Con los clásicos también se da otra circunstancia particular. Hemos visto tantas obras iguales, en las que daba lo mismo el autor, la obra o incluso el director, que nuestro gusto dejó de apreciar los matices, todo nos sabía al mismo preparado insípido. Eran (y siguen siendo) trabajos rutinarios en los que faltaba lo más importante del teatro: la pasión, si podemos ponernos un poco sentimentales. Y si algo le sobra a El caballero es pasión. Aquí tenemos a un Lope de Vega reconocible, en su esencia misma. Las elecciones de la puesta en escena pueden ser más o menos acertadas (genial la incursión en el tango, más desconcertante el momento circense), sus intérpretes irregulares, su intención sintética tan agradecida como a veces un poco precipitada; pero si sus logros nos encandilan, podemos pasar por alto sus errores: no queremos ver una puesta perfecta y fría, queremos ver algo de vida, también con sus equivocaciones y patinazos.
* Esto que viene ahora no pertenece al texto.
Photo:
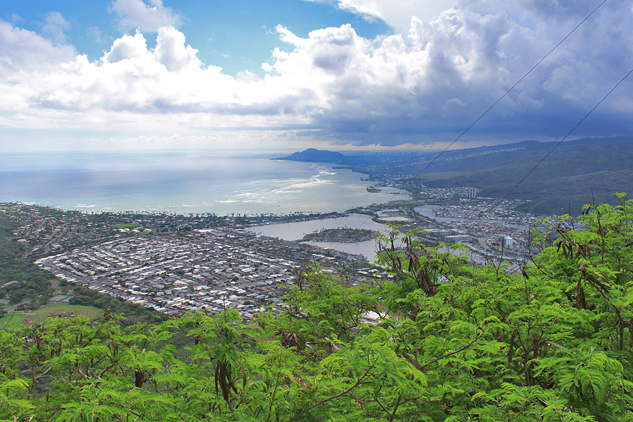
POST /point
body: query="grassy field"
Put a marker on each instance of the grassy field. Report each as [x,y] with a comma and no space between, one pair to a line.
[14,319]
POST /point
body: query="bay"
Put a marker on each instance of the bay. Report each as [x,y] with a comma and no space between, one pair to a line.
[181,182]
[296,231]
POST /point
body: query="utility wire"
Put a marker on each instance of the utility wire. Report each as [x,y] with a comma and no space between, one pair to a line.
[568,134]
[498,202]
[492,106]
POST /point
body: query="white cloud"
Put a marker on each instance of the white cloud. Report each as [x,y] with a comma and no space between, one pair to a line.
[397,89]
[397,14]
[54,27]
[133,14]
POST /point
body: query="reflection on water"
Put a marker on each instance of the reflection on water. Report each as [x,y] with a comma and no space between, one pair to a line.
[181,182]
[296,231]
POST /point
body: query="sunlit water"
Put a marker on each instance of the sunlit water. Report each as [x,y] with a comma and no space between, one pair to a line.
[182,182]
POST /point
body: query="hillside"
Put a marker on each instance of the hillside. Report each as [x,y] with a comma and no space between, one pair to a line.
[574,174]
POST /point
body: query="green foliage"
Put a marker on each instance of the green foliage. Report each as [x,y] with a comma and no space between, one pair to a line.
[441,340]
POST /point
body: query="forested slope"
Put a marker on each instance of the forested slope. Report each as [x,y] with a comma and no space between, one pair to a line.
[451,342]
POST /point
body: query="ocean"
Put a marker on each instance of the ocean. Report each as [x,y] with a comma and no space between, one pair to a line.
[180,182]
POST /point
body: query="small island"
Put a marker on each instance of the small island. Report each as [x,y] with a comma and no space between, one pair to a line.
[344,234]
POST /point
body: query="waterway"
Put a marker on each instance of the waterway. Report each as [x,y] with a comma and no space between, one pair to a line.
[296,231]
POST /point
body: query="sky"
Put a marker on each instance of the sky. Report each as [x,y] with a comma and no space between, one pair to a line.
[294,74]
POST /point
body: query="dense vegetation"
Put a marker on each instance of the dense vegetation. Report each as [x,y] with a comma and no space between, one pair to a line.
[450,342]
[34,283]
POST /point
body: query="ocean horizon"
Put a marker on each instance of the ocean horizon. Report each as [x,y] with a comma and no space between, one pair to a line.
[181,182]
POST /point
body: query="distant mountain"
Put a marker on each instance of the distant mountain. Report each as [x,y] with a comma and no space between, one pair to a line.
[570,176]
[312,155]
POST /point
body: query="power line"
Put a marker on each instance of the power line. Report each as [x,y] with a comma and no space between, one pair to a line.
[493,105]
[568,134]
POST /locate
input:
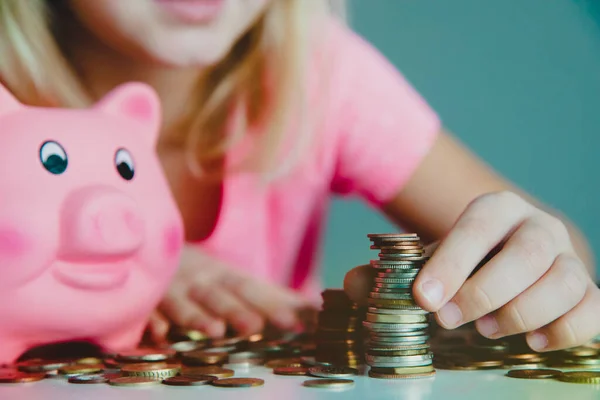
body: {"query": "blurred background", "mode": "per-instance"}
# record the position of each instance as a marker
(517, 80)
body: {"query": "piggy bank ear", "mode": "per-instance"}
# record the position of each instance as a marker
(8, 102)
(136, 101)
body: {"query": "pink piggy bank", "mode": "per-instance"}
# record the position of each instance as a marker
(90, 234)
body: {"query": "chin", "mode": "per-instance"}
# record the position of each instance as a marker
(197, 57)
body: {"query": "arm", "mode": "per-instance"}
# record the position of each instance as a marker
(447, 180)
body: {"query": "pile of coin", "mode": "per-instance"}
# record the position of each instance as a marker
(398, 341)
(464, 349)
(339, 336)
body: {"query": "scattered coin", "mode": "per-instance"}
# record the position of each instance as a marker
(533, 373)
(590, 377)
(328, 383)
(211, 370)
(161, 371)
(89, 379)
(290, 371)
(238, 382)
(80, 369)
(183, 380)
(333, 372)
(133, 381)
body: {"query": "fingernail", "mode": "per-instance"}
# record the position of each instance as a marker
(487, 325)
(537, 341)
(433, 291)
(450, 315)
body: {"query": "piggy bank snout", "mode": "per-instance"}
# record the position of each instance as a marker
(99, 223)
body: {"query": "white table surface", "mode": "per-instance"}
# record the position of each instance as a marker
(447, 385)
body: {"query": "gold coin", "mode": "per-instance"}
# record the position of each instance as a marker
(374, 374)
(580, 377)
(211, 370)
(89, 361)
(11, 375)
(328, 383)
(533, 373)
(403, 371)
(88, 379)
(284, 362)
(80, 369)
(296, 371)
(151, 370)
(238, 382)
(133, 381)
(397, 318)
(184, 380)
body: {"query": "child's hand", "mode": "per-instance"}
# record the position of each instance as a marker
(535, 283)
(207, 295)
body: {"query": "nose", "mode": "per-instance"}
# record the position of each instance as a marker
(100, 223)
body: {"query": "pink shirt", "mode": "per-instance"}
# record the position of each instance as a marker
(376, 131)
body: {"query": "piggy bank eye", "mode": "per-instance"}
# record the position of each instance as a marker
(53, 157)
(124, 164)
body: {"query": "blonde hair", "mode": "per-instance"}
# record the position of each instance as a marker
(274, 51)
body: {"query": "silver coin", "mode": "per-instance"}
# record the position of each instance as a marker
(391, 296)
(383, 327)
(398, 273)
(392, 290)
(332, 372)
(394, 285)
(397, 311)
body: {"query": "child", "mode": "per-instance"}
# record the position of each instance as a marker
(270, 106)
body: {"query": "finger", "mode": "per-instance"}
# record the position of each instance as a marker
(556, 293)
(158, 327)
(477, 231)
(358, 283)
(221, 303)
(275, 303)
(526, 256)
(186, 313)
(572, 329)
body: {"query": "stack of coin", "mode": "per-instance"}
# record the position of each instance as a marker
(339, 335)
(398, 342)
Lluís Pasqual, que se las sabe todas, parece un recién llegado. Sin someterse a imperativos del “buen hacer”, sin ese respeto paralizante a los clásicos, con energía y fulgor, consigue que cada mínimo elemento de su puesta en escena sume, que nada chirríe, porque la inocencia es fácilmente perdonable. Su trabajo con los actores, a los que sabe guiar en líneas claras, y su capacidad para ir al grano tanto en el texto como en la acción, propician una obra que no decae en ningún momento y que tiene algunas cotas de gran teatro. Uno de los grandes hallazgos del montaje es la utilización de la música, con la presencia de Pepe Motos y Antonio Sánchez sobre el escenario, de aires muy variados y siempre oportunos. También el vestuario de Alejandro Andújar, que combina prendas casuales con motivos icónicos, y la esencial escenografía de Paco Azorín, se ajustan al espíritu entre cercano y elevado de toda la función.

Como ya hemos dicho, Rosa Maria Sarda nos gana desde que abre la boca. Y cada vez que vuelve a hacerlo, nos devuelve la sonrisa. Su celestina tiene desparpajo, una gracia natural, un saber hacer que se acopla perfectamente a los jóvenes actores que la acompañan. Casi todos ellos tienen un don para el verso que no se encuentra en otros actores más consolidados y quizá más viciados. Tienen la misma naturalidad para moverse que para hablar y en ellos nada parece impostado (menos alguna cosa). El Don Alonso de Javier Beltrán impone su gentileza desde el principio, mostrándose como alguien confiable, corajudo, decidido. Mimi Riera es una Doña Inés frágil, pero dispuesta a cualquier cosa para cumplir sus deseos. Francisco Ortiz es un Don Rodrigo impetuoso, con una gran presencia y fuerza para llegar a los confines del teatro. Quizá la decisión más cuestionable del montaje sea la de haberle endosado a Pol López un acento andaluz que en los momentos de gracioso, aún siendo poco efectivo, puede colar, pero que cuando la cosa se pone dramática canta de mala manera. Paula Blanco y Carlos Cuevas cumplen en sus papeles de apoyo y David Verdaguer se marca un tango memorable.


Ahora mismo se puede asistir en los teatros madrileños a una escenificación de las teorías de Peter Brook sobre teatro mortal y teatro inmediato, y en ambos casos con Lope de Vega como protagonista. En un caso podemos ver una representación de impecable factura académica, limpia, rigurosa y, para nosotros, mortal de necesidad por sobredosis de respeto y ataque agudo de aburrimiento. También podemos ver un caso de teatro radiante, descarado, emocionante. Puede que nos tomemos el teatro demasiado a la ligera, pero es el único método para que el teatro pueda volar.